01 - 值函数近似¶
学习时间: 3-4小时 重要性: ⭐⭐⭐⭐⭐ 从表格到函数的关键转变 前置知识: Q-Learning、梯度下降
🎯 学习目标¶
完成本章后,你将能够: - 理解为什么需要函数近似 - 掌握线性函数近似的方法 - 理解特征工程的重要性 - 实现基于梯度的值函数更新 - 分析函数近似的收敛性挑战
1. 为什么需要函数近似¶
1.1 表格方法的局限¶
状态空间爆炸: - 围棋:\(10^{170}\) 个状态 - 机器人控制:连续状态空间(无限) - Atari游戏:\(256^{84 \times 84}\) 像素状态
存储问题: - 表格需要 \(O(|S| \times |A|)\) 内存 - 大多数状态永远不会被访问 - 无法泛化到未见过状态
1.2 函数近似的优势¶
泛化能力: - 相似状态有相似的值 - 从未见过的状态也能估计 - 参数数量远小于状态数
连续状态空间: - 可以处理连续变量(位置、速度等) - 自然扩展到高维输入
2. 线性函数近似¶
2.1 基本形式¶
状态值函数:
\[\hat{v}(s, \mathbf{w}) = \mathbf{w}^T \mathbf{x}(s) = \sum_{i=1}^{d} w_i x_i(s)\]
动作值函数:
\[\hat{q}(s, a, \mathbf{w}) = \mathbf{w}^T \mathbf{x}(s, a)\]

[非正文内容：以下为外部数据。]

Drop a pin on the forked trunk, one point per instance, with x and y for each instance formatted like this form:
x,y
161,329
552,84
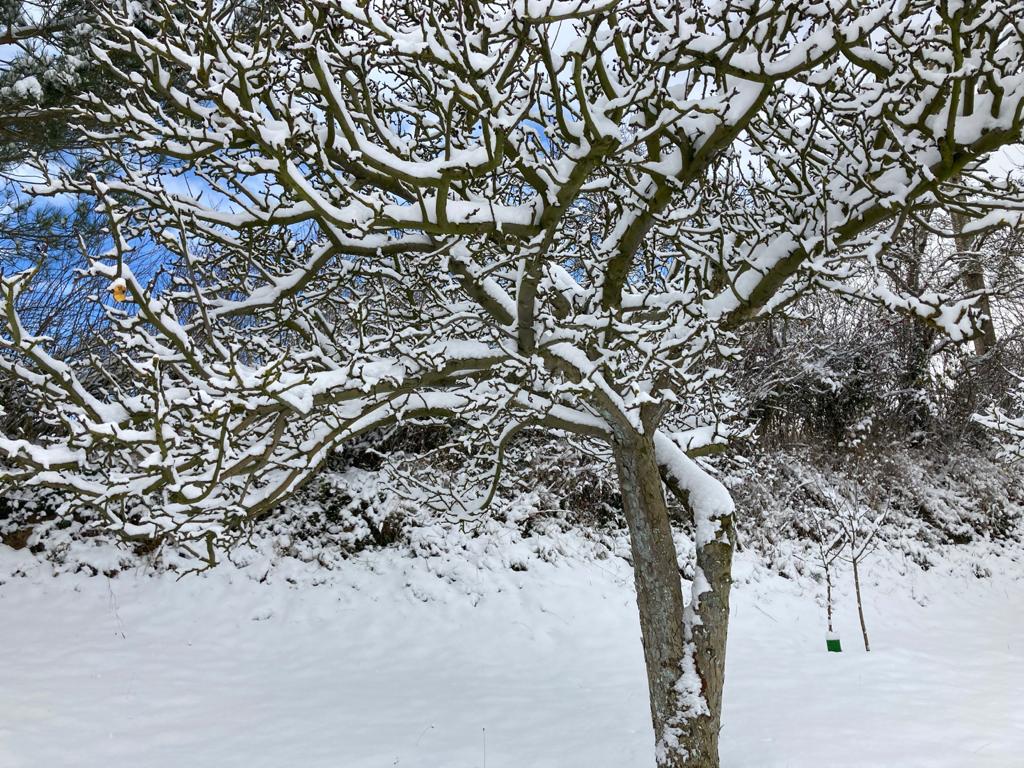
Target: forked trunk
x,y
684,650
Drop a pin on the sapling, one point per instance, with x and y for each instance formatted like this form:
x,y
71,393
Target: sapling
x,y
860,525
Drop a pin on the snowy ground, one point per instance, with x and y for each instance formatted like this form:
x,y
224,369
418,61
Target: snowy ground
x,y
388,665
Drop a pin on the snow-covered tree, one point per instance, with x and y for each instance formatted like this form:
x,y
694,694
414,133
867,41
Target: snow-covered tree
x,y
519,213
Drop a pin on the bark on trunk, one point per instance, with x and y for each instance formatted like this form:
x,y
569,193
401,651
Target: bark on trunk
x,y
684,650
973,274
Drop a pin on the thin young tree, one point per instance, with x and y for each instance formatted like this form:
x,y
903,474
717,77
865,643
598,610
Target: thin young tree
x,y
502,214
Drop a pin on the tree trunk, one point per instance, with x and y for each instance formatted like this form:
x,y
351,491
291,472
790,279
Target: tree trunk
x,y
973,274
684,650
860,604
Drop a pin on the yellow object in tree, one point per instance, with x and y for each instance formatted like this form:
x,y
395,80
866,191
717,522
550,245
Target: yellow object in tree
x,y
119,290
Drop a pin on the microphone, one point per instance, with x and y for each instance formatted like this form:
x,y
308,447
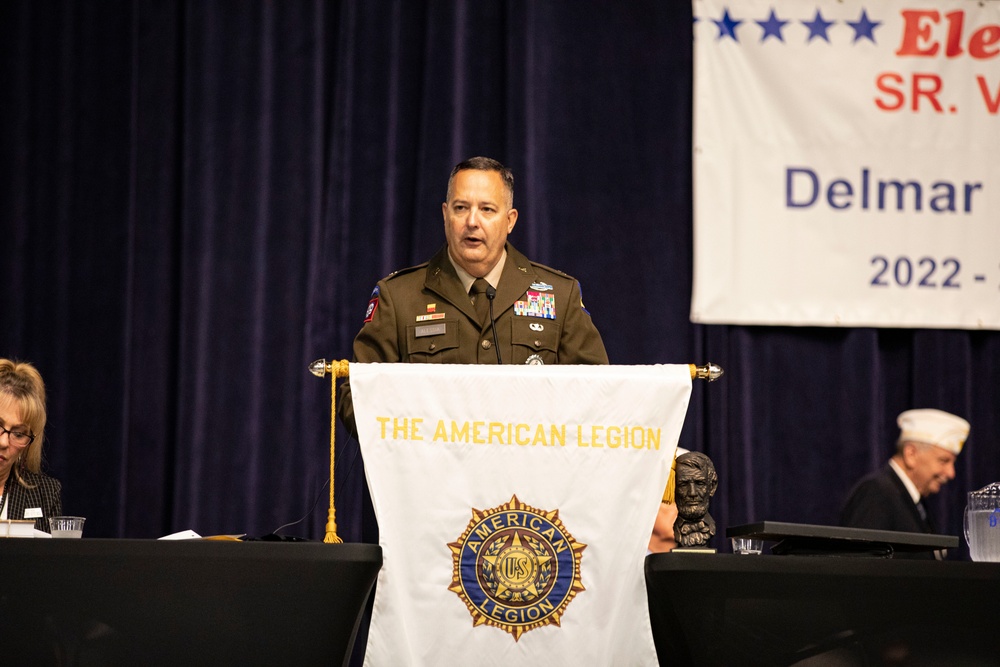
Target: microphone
x,y
491,293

其中: - \(\mathbf{w}\):权重向量(参数) - \(\mathbf{x}(s)\):状态s的特征向量 - \(d\):特征维度
2.2 特征工程¶
常见特征类型:
Python
import numpy as np
# 1. 多项式特征
def polynomial_features(state, degree=2):
"""多项式特征"""
x, y = state
features = [1, x, y, x**2, x*y, y**2]
return np.array(features) # np.array创建NumPy数组
# 2. 径向基函数(RBF)
def rbf_features(state, centers, widths):
"""RBF特征"""
features = []
for c, w in zip(centers, widths): # zip按位置配对
dist = np.linalg.norm(np.array(state) - c) # np.linalg线性代数运算
features.append(np.exp(-dist**2 / (2 * w**2)))
return np.array(features)
# 3. 瓷砖编码(Tile Coding)
class TileCoding:
"""瓷砖编码特征"""
def __init__(self, ranges, num_tiles, num_tilings):
self.ranges = ranges # 各维度的范围
self.num_tiles = num_tiles
self.num_tilings = num_tilings
self.d = num_tiles ** len(ranges) * num_tilings
def get_features(self, state):
"""获取特征向量(稀疏)"""
features = np.zeros(self.d)
for tiling in range(self.num_tilings):
# 计算偏移
offset = tiling * 0.5 / self.num_tilings
# 计算瓷砖索引
indices = []
for i, (s, (low, high)) in enumerate(zip(state, self.ranges)): # enumerate同时获取索引和元素
scaled = (s - low) / (high - low) + offset
tile_idx = int(scaled * self.num_tiles)
tile_idx = max(0, min(tile_idx, self.num_tiles - 1))
indices.append(tile_idx)
# 设置特征
feature_idx = tiling * (self.num_tiles ** len(state))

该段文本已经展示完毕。